Allerdings wird dieser überzeugende Handlungsrahmen für meinen Geschmack nicht ganz überzeugend mit Leben gefüllt. Die Figuren bleiben mir insgesamt zu blass und wenig überzeugend. Ellie ist recht eindimensional und nur bezogen auf ihr Geschäft skizziert, dass sie den Tod ihres Bruders nicht verkraftet hat oder andere Gefühlsregungen sind kaum zu erkennen. Auch Mo, ihre Programmiererin, wird nur schemenhaft umrissen, ihre Situation als dunkelhäutiges Adoptivkind, ihre gescheiterte Beziehung – die Figur tritt völlig hinter die rassistischen Übergriffe zurück und kann sich nie entfalten. Ein zweiter Erzählstrang um den Restaurantbesitzer Leigh, der unter Schutzgelderpressern leidet, wirkt insgesamt sehr konstruiert und wenig glaubwürdig. Ein braver Gastronom, der locker einen Erpresser ermordet und kaltblütig einbetoniert? Zu wenig glaubwürdig. Auch der Zufall, dass sich genau diejenigen Personen begegnen, die ins Fadenkreuz einer Verbrecherbande geraten, ist in einer Großstadt wie London nicht ganz plausibel.

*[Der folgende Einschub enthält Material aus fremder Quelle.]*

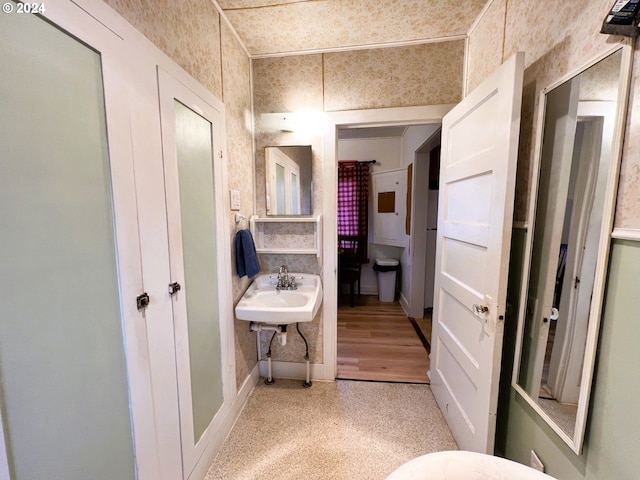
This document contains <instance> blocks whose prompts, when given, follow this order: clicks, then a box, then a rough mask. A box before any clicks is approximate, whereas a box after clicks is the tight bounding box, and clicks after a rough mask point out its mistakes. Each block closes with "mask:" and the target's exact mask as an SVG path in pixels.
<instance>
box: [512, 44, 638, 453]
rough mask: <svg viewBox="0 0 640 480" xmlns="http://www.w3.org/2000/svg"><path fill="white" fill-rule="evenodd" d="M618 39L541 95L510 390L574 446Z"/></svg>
mask: <svg viewBox="0 0 640 480" xmlns="http://www.w3.org/2000/svg"><path fill="white" fill-rule="evenodd" d="M631 54H632V52H631V48H630V46H629V45H628V44H624V45H618V46H617V47H614V48H613V49H612V51H610V52H609V53H608V54H607V55H604V56H602V57H600V58H599V59H597V61H594V62H591V63H590V64H588V65H587V66H586V67H585V68H584V69H582V70H580V71H579V72H577V73H575V74H574V75H571V76H570V77H569V78H566V79H564V80H563V81H561V82H559V83H557V84H555V85H553V86H552V87H550V88H547V89H545V90H544V91H543V92H542V95H541V100H540V101H541V104H540V112H542V113H541V115H542V120H541V123H540V126H539V130H538V131H539V139H538V152H539V155H538V158H537V162H538V164H537V165H535V166H534V169H535V170H534V171H535V172H536V173H535V174H534V175H533V177H534V179H533V181H532V185H533V194H534V197H533V198H534V199H535V202H534V204H533V205H532V207H531V208H530V212H529V220H528V225H529V226H530V228H529V230H528V232H527V244H526V251H525V265H528V268H526V267H525V269H524V272H525V273H524V275H525V276H524V278H523V282H522V285H523V289H522V292H521V305H520V312H519V326H518V343H517V347H516V359H515V366H514V372H513V386H514V388H515V390H516V391H517V392H518V393H519V394H520V395H521V396H522V397H523V398H524V399H525V400H526V401H527V402H528V403H529V404H530V405H531V406H532V407H533V408H534V410H535V411H536V412H538V414H540V416H541V417H542V418H544V419H545V420H546V421H547V422H548V423H549V425H550V426H551V427H552V428H553V429H554V430H555V431H556V432H557V433H558V434H559V435H560V437H561V438H562V439H563V440H564V441H565V442H566V443H567V444H568V445H569V446H570V447H571V448H572V449H573V450H574V451H575V452H576V453H580V451H581V448H582V443H583V437H584V431H585V424H586V416H587V412H588V410H589V409H588V402H589V396H590V392H591V383H592V378H593V370H594V363H595V355H596V347H597V343H598V338H597V337H598V332H599V325H600V316H601V310H602V299H603V295H604V284H605V280H606V269H607V261H608V256H609V246H610V242H609V241H610V235H611V230H612V224H613V211H614V204H615V194H616V188H617V177H618V172H619V162H620V156H621V144H622V131H623V130H622V129H623V127H624V118H625V112H626V108H627V101H628V88H629V78H630V65H631Z"/></svg>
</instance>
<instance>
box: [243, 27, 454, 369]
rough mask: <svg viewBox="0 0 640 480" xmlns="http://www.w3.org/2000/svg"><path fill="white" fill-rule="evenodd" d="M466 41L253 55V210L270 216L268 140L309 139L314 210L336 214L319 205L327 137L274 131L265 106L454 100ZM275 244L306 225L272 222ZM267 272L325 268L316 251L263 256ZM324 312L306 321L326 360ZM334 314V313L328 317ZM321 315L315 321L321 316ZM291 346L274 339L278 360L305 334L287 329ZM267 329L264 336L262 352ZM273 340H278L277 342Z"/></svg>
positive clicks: (312, 105)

Dass Zoe Beck überzeugend formuliert und man den Roman so gerne liest und es ihr durch kleine Cliffhanger am Ende der Kapitel immer wieder gelingt, auch die notwendige Spannung aufzubauen, lässt das Gesamtbild etwas positiver wirken. Inhaltlich jedoch war das für mich ihr bislang schwächster Roman.